David Anthony was born in Ffestiniog, North Wales, brought up in Hull and educated at Hull Grammar School before going on to study modern history at St Catherine’s College, Oxford. He worked in the financial services industry for many years.
His life has been spent in the near aura of famous poets: Dafydd ap Gwilym, greatest of the Welsh bards; Philip Larkin, one-time librarian of Hull University; Andrew Marvell, a fellow-alumnus of Hull Grammar School. He now lives with his wife in Stoke Poges, Buckinghamshire, a stone’s throw from the churchyard where Thomas Gray is buried; still hoping that one day something of these poets will rub off on him.
Gettysburg, 3 July, 1863
Perhaps we should have waited for the night:
those Yankee guns were fierce by day. Instead,
we could have nailed them in the fading light.
The South’s high-water mark lay straight ahead;
but food was short, our army badly shod,
the ammunition low and Stonewall dead.
Longstreet couldn’t speak, would barely nod —
obeying, not agreeing. And the men,
who followed Lee as if he were a god,
in certain hope of triumph once again,
were sacrificed in thousands on the height.
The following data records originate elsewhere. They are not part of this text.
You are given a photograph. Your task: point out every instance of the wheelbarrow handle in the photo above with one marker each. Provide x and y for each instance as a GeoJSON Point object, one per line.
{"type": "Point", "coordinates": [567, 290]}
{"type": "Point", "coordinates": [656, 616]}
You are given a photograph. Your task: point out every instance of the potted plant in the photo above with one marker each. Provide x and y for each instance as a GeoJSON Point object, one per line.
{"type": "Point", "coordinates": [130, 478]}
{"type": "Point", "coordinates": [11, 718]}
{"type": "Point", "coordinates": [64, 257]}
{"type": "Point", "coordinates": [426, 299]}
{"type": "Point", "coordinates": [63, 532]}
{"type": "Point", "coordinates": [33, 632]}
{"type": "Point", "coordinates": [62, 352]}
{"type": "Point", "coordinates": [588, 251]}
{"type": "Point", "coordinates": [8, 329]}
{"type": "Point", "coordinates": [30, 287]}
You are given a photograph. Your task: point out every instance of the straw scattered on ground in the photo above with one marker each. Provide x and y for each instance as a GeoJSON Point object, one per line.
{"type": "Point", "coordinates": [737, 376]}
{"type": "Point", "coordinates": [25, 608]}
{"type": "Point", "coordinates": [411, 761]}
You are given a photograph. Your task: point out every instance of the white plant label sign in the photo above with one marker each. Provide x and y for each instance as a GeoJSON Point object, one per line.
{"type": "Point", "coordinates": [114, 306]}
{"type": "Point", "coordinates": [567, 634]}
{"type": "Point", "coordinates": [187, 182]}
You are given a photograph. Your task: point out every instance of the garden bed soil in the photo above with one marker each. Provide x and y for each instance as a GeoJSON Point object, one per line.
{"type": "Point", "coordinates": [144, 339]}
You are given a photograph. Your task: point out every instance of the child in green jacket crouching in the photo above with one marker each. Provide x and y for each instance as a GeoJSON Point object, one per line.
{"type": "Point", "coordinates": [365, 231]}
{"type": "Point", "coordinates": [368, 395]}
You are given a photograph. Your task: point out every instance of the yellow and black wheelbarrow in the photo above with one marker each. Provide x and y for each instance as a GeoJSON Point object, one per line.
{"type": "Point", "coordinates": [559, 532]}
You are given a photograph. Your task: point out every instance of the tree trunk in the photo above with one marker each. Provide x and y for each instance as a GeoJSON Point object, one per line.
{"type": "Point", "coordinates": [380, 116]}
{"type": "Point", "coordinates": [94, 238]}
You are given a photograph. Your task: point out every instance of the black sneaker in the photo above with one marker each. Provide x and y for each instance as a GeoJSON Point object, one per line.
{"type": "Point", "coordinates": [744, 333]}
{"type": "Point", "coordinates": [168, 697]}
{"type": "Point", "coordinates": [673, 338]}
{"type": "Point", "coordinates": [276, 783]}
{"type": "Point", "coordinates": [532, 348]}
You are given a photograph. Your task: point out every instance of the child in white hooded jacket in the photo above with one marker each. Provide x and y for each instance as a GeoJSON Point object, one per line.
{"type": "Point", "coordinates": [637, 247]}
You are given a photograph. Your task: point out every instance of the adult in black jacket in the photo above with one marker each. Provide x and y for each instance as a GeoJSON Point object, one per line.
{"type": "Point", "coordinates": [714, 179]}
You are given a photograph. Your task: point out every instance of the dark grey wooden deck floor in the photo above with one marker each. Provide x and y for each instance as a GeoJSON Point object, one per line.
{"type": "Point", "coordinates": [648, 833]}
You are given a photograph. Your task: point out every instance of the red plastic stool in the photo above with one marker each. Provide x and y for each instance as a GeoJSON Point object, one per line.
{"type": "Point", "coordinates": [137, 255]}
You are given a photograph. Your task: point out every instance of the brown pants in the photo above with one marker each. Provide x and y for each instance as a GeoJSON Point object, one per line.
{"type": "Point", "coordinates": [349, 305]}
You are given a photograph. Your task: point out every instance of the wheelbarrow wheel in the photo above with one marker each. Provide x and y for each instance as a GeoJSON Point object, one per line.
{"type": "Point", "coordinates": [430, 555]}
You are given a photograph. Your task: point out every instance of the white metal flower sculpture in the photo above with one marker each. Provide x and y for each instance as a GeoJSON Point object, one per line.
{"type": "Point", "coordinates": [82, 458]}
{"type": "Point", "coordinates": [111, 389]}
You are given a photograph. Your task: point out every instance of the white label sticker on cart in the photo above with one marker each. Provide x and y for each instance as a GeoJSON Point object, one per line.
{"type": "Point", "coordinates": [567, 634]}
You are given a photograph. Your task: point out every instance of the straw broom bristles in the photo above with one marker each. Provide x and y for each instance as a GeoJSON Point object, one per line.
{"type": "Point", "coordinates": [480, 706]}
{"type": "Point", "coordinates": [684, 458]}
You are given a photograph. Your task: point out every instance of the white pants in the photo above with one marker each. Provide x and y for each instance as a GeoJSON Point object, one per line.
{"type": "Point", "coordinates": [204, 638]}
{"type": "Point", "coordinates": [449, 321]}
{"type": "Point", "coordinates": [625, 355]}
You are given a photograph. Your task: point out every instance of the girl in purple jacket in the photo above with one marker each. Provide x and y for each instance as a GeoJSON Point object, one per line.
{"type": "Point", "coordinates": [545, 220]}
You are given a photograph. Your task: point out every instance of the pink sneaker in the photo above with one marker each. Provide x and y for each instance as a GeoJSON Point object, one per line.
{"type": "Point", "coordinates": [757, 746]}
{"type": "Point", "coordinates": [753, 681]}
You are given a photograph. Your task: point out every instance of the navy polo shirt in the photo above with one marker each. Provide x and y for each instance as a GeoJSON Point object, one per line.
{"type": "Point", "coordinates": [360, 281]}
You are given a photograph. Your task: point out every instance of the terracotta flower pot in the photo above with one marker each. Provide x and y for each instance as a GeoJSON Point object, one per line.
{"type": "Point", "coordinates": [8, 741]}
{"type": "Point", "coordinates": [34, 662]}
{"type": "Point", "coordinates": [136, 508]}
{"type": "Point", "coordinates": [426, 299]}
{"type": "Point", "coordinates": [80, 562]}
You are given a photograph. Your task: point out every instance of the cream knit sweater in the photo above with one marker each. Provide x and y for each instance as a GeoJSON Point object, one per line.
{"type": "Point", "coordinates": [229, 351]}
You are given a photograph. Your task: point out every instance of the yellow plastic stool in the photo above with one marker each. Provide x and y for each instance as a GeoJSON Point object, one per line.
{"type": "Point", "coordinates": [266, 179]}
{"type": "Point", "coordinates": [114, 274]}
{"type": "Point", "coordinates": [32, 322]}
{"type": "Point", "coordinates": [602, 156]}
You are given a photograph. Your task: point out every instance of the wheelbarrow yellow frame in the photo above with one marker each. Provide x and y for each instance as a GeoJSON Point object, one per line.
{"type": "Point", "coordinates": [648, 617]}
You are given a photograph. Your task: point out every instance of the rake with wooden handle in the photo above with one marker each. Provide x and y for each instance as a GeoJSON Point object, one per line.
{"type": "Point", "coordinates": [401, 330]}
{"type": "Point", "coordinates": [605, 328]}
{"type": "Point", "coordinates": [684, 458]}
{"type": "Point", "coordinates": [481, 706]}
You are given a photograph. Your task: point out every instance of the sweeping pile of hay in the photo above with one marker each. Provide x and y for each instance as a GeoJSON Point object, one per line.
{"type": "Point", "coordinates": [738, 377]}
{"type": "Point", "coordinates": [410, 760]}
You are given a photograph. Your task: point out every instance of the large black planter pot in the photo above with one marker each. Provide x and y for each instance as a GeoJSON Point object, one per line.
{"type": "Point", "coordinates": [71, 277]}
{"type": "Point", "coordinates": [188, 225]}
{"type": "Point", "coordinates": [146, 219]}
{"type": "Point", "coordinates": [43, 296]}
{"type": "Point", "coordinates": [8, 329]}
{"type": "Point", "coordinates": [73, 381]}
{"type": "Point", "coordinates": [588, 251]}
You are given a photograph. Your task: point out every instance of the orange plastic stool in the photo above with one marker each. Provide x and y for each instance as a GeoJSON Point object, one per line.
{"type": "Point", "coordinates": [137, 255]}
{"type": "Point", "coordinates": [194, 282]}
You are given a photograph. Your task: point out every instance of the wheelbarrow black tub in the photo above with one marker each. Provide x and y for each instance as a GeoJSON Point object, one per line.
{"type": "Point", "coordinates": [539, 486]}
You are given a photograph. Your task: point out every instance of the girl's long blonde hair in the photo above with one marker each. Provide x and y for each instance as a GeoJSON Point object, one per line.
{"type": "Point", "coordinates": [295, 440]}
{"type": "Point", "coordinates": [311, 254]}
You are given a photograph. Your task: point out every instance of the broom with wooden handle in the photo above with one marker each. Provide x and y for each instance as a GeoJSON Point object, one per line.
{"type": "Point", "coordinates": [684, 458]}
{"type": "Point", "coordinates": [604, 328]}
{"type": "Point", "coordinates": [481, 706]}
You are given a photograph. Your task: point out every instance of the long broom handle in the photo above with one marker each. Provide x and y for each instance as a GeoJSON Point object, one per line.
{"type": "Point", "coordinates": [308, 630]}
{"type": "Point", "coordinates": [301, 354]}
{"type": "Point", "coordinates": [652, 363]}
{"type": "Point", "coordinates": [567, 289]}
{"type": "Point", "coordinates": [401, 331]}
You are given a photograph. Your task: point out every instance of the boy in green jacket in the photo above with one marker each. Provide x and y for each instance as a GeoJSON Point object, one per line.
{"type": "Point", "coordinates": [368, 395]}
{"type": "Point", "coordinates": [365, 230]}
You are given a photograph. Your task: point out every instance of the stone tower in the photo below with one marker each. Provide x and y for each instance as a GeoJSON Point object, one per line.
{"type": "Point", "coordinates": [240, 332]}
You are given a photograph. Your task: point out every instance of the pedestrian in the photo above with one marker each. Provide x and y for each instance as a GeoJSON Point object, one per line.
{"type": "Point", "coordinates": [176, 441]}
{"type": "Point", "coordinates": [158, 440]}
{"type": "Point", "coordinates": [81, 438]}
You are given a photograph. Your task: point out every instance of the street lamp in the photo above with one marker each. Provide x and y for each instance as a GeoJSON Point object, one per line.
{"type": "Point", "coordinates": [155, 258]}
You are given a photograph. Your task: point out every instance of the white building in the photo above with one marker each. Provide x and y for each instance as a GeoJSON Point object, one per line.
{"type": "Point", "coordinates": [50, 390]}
Why rush to die? The dream was fading then:
our hopeless cause would soon devour the light.
Perhaps we should have waited for the night.
I raised the anchor; sails flashed out unfurled,
then filled; I set a course, h t t p://—
and started out across a cyber sea
in search of fellow feeling in the world.
I wandered where the winter seas were pearled
with scattered islands of affinity,
whose harbors sometimes felt like home to me,
calm havens when distress and discord swirled.
Seafarers slightly known and swiftly gone,
some here to listen, some with things to say:
those strangers warming in the light that shone
from empathy had little time to stay.
Minds met a moment, touched and traveled on
to look for something lost and far away.